Short History of Eugenics in Wisconsin
March 31, 2022
During the early 20th century, the State of Wisconsin was one of the leading supporters of the eugenics movement. From politicians and doctors to academics and university presidents, Wisconsin’s most prominent figures used their political and educational capital to advance the study and practice of eugenics. In this presentation, Kacie Lucchini Butcher from the UW-Madison Public History Project will discuss the history of eugenics in Wisconsin and at UW-Madison and discuss the ways this history continues to influence our society.
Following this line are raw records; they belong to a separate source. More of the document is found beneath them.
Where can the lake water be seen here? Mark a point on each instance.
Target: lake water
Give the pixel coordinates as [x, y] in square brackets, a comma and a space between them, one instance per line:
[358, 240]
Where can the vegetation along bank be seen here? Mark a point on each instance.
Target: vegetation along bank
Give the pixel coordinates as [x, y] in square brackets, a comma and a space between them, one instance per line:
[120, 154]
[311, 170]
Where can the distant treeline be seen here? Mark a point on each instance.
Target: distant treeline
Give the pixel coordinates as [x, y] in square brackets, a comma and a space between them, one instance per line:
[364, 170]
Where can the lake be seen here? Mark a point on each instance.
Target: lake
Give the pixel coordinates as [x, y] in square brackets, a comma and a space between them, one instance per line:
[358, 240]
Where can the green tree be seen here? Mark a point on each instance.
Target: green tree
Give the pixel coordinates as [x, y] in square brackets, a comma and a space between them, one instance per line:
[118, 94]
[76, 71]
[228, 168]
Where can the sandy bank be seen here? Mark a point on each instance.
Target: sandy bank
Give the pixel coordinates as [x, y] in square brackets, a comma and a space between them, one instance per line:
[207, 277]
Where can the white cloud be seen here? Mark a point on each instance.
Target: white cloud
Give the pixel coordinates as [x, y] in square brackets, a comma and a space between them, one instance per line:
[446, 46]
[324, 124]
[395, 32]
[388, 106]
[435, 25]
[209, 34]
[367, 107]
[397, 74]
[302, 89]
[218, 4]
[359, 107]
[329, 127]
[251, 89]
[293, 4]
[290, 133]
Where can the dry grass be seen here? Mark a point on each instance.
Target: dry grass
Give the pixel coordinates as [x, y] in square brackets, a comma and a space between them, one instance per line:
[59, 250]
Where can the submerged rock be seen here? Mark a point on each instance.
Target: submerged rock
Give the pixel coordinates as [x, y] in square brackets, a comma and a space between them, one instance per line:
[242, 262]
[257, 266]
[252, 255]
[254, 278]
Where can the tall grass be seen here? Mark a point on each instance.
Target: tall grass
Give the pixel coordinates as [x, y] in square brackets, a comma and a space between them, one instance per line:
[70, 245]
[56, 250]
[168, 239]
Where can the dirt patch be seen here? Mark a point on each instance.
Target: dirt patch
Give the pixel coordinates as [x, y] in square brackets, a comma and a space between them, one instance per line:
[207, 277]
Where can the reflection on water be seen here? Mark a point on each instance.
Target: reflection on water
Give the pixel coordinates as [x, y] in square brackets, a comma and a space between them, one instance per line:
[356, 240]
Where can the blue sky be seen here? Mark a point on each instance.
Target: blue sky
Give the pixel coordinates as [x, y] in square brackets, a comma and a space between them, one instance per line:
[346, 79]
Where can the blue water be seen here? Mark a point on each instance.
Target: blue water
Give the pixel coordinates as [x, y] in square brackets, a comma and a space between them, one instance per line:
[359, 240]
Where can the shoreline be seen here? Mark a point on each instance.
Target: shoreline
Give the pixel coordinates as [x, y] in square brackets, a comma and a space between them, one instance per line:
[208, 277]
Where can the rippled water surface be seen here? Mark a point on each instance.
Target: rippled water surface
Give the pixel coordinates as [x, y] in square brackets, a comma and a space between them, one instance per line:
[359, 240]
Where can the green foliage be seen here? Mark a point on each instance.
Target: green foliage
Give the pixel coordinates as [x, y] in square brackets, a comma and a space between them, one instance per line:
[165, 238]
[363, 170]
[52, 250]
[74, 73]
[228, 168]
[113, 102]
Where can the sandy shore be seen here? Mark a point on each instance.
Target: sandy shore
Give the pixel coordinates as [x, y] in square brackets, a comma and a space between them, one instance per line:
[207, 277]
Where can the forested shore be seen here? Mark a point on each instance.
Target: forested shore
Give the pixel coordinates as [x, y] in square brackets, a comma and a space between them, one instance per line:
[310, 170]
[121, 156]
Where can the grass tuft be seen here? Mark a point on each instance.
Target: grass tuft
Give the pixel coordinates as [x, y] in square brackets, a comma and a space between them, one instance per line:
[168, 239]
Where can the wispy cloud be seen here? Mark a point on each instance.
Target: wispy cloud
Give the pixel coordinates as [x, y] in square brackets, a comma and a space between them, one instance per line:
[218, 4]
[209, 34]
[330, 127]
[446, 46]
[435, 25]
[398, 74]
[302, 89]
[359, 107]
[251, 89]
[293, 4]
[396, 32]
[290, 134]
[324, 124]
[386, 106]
Our presenter: Kacie Lucchini Butcher is a public historian whose work is dedicated to building empathy, advancing social justice, and serving marginalized communities as they reclaim their historical narratives. She is currently the Director of the UW-Madison Public History Project, a multi-year effort to uncover and give voice to the histories of discrimination, exclusion, and resistance on campus. The project will culminate in a physical and digital exhibit, public lectures, and curricular materials that will allow the Madison community to reckon with this history. Prior to coming to UW, Kacie was the co-curator of the award-winning exhibit Owning Up: Racism and Housing in Minneapolis which documented the history of racial housing discrimination and its effects on the city today. She is active in the public history community – hosting events and community conversations, attending trainings, and editing publications – and holds two committee positions for the National Council on Public History.